弥生焼酎醸造所 - 大正11年創業。奄美市名瀬で「伝統の銘柄」と「熟成の極み」を守る老舗
奄美大島の空の玄関口、名瀬の街。その中心部で、大正11年から脈々と酒造りを続けているのが弥生焼酎醸造所(やよいしょうちゅうじょうぞうじょ)です。奄美大島で最も歴史ある蔵の一つであり、その名の通り「弥生(3月)」に創業したこの蔵には、時代を超えて愛される普遍的な旨さが息づいています。
蔵のこだわり:頑なに守る「常圧蒸留」と、未来への「熟成」
弥生焼酎醸造所の酒造りは、原料の黒糖の風味を最大限に生かす「常圧蒸留」に強いこだわりを持っています。そして、蔵の個性を最も象徴するのが「熟成」への深い探求心です。樫樽やホーロータンクでじっくりと時間をかけて寝かせることで、黒糖焼酎が本来持っているポテンシャルを、より高貴で複雑な味わいへと引き上げていきます。
蔵元データ
| 会社名 | 株式会社 弥生焼酎醸造所 |
|---|---|
| 創業 | 1922年(大正11年) |
| 所在地 | 鹿児島県奄美市名瀬小浜町19-1 |
| 代表銘柄 | 弥生(やよい)、太古の黒うさぎ、まんこい |
銘柄の個性を際立たせる、匠のブレンド
この蔵を際立たせているのは、多様な銘柄のポートフォリオです。蔵の名を冠したスタンダードな「弥生」、樫樽長期熟成でウィスキー愛好家をも唸らせる「太古の黒うさぎ」、そして「招き入れる」という意味を持つ、華やかな香りの「まんこい」。それぞれの銘柄において、蒸留後の原酒の個性を正確に見極め、絶妙なバランスで仕上げるブレンド技術は、まさに職人芸の極みです。
代表的な銘柄
- 弥生(やよい):蔵の原点であり、地元名瀬で最も愛される定番酒。常圧ならではのコク。
- 太古の黒うさぎ:樫樽で長期間熟成。琥珀色の液色とバニラ香が特徴のプレミアム酒。

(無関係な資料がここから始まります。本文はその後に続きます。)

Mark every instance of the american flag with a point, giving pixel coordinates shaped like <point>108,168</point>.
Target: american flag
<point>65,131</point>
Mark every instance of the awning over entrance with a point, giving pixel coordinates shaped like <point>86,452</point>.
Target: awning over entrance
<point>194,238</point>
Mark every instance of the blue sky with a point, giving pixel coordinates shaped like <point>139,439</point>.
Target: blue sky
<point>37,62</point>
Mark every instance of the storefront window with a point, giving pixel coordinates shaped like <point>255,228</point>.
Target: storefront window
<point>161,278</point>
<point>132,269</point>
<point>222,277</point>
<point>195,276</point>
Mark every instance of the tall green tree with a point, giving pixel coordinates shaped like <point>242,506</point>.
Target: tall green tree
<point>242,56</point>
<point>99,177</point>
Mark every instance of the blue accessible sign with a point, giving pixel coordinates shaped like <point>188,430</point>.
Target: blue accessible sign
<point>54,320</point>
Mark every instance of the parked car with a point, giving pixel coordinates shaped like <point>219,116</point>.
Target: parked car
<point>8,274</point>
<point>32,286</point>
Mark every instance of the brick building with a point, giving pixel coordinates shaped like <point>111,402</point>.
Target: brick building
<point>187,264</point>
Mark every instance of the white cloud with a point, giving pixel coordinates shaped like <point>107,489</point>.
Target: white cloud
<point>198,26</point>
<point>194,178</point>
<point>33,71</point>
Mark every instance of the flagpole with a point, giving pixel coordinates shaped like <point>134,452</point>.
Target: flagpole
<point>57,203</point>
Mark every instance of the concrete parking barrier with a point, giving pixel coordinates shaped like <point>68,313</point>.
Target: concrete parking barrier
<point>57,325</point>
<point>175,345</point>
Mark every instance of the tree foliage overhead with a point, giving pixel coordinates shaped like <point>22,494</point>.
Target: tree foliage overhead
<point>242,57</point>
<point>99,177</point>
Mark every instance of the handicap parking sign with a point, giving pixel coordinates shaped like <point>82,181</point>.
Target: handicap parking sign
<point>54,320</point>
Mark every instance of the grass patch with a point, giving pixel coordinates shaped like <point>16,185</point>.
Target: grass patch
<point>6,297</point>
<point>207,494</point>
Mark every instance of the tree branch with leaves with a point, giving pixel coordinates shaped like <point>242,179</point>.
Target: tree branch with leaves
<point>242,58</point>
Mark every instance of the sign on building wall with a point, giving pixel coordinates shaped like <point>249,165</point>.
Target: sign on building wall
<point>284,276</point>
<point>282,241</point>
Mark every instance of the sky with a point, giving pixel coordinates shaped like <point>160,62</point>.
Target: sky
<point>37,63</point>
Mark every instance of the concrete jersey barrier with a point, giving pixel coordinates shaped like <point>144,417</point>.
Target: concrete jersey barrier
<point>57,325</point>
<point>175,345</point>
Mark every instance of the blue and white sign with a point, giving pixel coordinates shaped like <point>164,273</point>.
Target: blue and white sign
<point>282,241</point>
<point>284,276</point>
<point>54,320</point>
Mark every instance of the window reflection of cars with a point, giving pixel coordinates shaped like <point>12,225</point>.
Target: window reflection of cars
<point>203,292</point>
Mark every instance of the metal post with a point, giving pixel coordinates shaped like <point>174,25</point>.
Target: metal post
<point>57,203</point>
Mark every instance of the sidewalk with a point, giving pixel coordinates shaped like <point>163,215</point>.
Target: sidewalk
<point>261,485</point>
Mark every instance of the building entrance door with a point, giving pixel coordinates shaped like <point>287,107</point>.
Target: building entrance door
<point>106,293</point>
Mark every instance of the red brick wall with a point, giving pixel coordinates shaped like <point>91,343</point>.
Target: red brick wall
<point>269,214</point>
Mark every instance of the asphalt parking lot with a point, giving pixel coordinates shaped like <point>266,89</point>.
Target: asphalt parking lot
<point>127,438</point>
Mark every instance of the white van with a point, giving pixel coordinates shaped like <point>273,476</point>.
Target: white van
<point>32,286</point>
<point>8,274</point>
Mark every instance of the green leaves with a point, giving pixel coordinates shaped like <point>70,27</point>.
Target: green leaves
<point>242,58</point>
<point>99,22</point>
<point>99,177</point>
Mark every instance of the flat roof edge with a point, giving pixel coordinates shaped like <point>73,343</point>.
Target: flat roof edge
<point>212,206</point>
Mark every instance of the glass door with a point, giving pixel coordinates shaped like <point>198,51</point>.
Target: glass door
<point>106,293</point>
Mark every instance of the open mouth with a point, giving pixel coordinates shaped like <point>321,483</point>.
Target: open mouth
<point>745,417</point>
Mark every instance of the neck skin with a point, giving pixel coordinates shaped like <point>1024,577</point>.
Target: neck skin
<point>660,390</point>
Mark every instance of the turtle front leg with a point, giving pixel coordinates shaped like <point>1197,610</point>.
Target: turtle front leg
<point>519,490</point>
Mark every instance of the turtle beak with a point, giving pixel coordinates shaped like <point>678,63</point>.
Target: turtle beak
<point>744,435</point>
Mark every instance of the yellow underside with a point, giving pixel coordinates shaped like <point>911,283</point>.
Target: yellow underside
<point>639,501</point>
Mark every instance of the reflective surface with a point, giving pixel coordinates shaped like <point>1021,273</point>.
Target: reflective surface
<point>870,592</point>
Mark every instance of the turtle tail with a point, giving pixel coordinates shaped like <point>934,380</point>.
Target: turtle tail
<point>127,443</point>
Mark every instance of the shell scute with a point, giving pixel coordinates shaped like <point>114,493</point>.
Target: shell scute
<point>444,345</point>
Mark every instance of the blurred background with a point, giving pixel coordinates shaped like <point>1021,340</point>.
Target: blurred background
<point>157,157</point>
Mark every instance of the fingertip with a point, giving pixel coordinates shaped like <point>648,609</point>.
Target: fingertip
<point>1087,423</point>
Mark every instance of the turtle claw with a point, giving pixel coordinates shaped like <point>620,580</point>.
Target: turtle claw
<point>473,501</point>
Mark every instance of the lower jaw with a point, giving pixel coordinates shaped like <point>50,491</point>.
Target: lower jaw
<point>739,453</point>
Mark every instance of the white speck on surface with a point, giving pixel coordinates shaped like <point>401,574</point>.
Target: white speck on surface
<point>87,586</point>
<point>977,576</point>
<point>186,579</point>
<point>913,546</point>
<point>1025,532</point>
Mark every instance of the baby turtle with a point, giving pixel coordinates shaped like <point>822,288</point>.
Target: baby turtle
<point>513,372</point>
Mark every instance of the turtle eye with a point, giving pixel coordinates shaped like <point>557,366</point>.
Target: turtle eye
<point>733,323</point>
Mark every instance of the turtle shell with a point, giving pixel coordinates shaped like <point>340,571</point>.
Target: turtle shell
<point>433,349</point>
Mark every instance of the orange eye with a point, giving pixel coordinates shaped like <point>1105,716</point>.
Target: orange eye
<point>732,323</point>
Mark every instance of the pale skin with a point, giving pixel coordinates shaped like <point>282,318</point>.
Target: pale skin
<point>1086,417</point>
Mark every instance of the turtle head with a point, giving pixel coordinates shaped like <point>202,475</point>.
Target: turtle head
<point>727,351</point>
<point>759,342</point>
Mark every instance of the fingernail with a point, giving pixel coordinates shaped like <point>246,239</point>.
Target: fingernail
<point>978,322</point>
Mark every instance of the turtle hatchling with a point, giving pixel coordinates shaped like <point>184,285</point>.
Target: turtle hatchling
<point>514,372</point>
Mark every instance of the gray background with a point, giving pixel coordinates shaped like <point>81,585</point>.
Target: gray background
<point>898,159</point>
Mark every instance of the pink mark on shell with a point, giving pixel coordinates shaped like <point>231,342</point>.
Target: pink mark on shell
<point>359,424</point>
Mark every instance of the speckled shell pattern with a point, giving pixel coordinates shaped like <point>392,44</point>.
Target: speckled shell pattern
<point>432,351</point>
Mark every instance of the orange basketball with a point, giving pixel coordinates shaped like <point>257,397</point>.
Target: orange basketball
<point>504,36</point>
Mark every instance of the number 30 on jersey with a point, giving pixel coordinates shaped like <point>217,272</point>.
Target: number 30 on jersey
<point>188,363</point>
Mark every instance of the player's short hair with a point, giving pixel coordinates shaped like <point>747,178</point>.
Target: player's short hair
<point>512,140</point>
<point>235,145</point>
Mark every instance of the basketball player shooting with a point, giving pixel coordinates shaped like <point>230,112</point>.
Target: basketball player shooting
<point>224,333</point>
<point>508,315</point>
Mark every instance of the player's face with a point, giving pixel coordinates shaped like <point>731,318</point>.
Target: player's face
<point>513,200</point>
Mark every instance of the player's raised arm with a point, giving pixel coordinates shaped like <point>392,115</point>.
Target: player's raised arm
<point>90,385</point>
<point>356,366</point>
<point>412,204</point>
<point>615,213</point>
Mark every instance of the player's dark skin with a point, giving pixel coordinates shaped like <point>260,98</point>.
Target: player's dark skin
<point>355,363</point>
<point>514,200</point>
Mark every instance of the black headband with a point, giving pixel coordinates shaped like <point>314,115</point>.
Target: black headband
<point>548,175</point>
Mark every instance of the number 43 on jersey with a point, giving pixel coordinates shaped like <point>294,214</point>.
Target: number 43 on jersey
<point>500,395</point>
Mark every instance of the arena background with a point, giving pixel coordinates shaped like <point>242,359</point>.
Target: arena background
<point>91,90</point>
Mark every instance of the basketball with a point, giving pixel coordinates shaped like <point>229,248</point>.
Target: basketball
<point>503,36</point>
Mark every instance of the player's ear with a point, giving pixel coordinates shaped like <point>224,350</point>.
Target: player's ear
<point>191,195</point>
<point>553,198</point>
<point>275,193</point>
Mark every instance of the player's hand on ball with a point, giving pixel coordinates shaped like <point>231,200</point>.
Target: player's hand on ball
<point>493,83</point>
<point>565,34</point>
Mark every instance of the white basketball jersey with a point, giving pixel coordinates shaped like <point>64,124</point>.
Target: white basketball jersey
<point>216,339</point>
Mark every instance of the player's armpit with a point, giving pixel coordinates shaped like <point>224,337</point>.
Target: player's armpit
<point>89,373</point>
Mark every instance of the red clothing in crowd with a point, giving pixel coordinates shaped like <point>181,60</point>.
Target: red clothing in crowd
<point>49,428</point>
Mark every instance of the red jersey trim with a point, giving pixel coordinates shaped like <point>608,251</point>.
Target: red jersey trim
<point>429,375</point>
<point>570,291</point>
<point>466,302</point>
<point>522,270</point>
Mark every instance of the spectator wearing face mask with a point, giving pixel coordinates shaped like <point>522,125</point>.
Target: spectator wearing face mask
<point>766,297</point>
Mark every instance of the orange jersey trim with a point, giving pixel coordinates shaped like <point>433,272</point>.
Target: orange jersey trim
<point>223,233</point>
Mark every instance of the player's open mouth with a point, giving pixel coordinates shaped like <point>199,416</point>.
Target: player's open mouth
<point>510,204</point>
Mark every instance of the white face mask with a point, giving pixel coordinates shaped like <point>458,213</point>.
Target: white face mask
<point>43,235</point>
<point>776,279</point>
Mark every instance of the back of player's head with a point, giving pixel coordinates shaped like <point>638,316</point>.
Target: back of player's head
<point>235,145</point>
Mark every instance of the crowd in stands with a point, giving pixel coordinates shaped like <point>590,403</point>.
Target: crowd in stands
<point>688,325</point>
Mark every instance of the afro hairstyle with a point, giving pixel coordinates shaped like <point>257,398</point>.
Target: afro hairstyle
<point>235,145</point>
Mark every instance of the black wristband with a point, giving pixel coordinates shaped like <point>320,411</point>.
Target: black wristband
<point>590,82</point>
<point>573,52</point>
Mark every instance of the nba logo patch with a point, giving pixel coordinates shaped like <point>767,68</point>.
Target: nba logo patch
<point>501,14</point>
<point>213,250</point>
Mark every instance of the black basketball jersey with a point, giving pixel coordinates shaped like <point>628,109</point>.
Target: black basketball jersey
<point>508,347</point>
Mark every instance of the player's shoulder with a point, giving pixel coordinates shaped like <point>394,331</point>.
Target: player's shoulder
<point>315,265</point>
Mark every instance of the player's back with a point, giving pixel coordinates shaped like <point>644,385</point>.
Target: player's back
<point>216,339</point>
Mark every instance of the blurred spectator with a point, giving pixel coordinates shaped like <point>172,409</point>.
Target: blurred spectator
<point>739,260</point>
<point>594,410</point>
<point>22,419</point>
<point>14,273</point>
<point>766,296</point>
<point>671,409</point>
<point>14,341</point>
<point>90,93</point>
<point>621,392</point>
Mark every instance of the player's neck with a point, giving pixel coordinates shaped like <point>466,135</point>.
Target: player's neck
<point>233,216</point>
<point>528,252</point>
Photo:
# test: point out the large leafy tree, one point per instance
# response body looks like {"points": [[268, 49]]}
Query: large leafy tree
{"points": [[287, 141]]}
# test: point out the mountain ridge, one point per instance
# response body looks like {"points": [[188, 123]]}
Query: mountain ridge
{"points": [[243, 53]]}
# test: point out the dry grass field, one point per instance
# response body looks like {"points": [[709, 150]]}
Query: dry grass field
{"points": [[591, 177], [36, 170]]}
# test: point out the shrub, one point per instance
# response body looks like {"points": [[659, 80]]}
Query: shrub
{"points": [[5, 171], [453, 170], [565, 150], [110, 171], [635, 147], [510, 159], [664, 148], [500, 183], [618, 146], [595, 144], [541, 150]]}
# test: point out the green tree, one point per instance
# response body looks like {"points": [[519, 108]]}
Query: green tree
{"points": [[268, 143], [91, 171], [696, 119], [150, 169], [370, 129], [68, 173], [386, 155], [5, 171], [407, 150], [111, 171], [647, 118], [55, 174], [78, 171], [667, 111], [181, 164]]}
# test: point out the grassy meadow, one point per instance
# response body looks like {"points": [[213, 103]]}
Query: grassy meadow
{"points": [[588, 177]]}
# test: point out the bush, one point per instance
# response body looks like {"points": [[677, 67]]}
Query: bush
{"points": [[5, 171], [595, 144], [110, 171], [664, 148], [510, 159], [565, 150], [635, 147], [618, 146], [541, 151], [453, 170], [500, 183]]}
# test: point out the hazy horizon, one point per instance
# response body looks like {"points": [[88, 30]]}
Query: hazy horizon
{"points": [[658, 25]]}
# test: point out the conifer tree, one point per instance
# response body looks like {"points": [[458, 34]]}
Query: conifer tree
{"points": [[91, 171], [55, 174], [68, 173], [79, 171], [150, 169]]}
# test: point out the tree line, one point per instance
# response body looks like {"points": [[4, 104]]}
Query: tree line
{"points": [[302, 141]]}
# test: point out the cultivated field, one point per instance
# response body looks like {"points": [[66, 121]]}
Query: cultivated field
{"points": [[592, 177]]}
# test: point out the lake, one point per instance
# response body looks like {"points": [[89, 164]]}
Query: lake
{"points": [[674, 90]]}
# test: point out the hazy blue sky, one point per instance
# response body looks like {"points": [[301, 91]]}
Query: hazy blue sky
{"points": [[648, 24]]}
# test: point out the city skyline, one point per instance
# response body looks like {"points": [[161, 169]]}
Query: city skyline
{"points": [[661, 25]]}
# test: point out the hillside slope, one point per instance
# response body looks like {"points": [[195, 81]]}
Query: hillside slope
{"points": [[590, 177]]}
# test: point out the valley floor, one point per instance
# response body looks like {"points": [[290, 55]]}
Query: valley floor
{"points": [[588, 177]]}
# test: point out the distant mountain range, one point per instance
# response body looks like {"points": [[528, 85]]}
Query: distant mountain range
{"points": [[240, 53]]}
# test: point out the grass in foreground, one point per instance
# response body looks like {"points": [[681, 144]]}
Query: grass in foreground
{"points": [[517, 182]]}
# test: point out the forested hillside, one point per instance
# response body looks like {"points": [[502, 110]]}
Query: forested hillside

- まんこい:樫樽熟成酒をベースにした、ハイボールに最適な人気の銘柄。
名瀬の歴史を背負う誇り
弥生焼酎醸造所は、名瀬のコミュニティの一部として長い年月を歩んできました。蔵で開催されるイベントや現代表の精力的な情報発信は、奄美全体の焼酎文化を牽引する力となっています。歴史に甘んじることなく、常に「美味しい黒糖焼酎とは何か」を問い続けるその姿勢が、弥生の酒に魂を吹き込み続けています。